In relazione alla salute

Questo è decisamente l’ambito più importante, dove è ammessa solo la verità scientifica, dove non deve esistere dubbio né parzialità e dove ciò che non è vero è illazione! Le C.D. strane voci riguardano proprio la suggestiva proposta di dannosità sulla salute umana degli alimenti contenenti olio di palma. Ebbene la Scienza non ha mai affermato che ci siano problemi di salute specifici legati all’utilizzo dell’olio di palma. In merito ai possibili effetti dannosi dati dalla concentrazione di grassi nel sangue e sull’aumento del colesterolo cattivo, è stato autorevolmente risposto in medicina che quando l’olio di palma viene sostituito agli altri principali grassi o oli presenti nella dieta non vi sono evidenze scientifiche solide di un suo ruolo negativo per quanto riguardi il rischio di malattie cardiovascolari.
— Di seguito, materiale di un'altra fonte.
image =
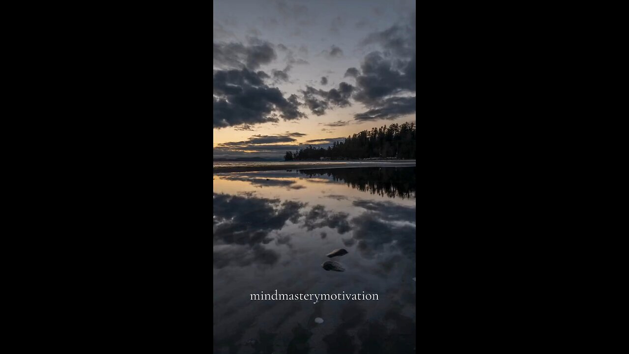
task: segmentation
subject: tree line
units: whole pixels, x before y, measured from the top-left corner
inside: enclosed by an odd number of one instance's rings
[[[318,160],[321,157],[331,160],[372,157],[413,159],[416,139],[415,123],[394,123],[389,127],[384,125],[363,130],[347,137],[344,141],[335,141],[327,148],[309,146],[294,152],[287,151],[284,159],[285,161]]]
[[[348,186],[390,198],[415,198],[416,169],[404,168],[354,168],[300,169],[298,172],[308,177],[325,176],[335,181],[344,182]]]

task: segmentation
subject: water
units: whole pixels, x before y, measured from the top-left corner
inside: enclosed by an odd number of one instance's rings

Sostituire o meno l’olio di palma

Il Rendimento della palma da olio per acro di terra può essere, per esempio, fino a dieci volte superiore a quello della soia (2.9/3.6t/ha di semi), della colza e del girasole. Tempo fa si leggeva che la coltivazione dell’olio di palma occupa il 7% della superficie agricola dedicata a colture di oli vegetali, percentuale inferiore alla quota dedicata alla soia 61% , alla colza 18% e al girasole 14%. La sostituzione dell’olio di palma con altri oli vegetali richiederebbe giocoforza l’uso di maggiori acri di terreno per ottenere tonnellaggi equivalenti, con effetti a questo punto controproducenti per l’ambiente. Ma soprattutto si andrebbe a modificare un equilibrio di mercato e di prezzi, ingiustificato. E a tutto ciò, sia chiaro, non può che corrispondere un impatto negativo sulla fornitura mondiale del cibo con conseguente inevitabile rialzo dei prezzi.

È importante sapere che

Nel comparto dell’energia esiste un business in forte espansione, quello dei “biodiesel”. Questo sistema utilizza oli vegetali – palma, colza ,soia, girasole - per la produzione di carburante e l’alimentazione di centrali che producono energia elettrica. Fra i vari oli vegetali l’olio di palma evidenzia un rendimento energetico decisamente superiore a quello di colza, girasole e soia. È ovvio che il rendimento di tale operazione è tanto più alto quanto più basso è il costo della materia prima. Sarà forse azzardato, ma a noi viene il dubbio che tutto il carosello di false notizie possa avere come unico vero scopo quello di fare scendere la domanda di olio di palma per uso alimentare e quindi rendere il prezzo più vantaggioso per chi ne fa Biodiesel!! Dinnanzi a questo scenario è auspicabile un pronunciamento del Ns ministero della Salute, per mettere fine a tutta questa confusione!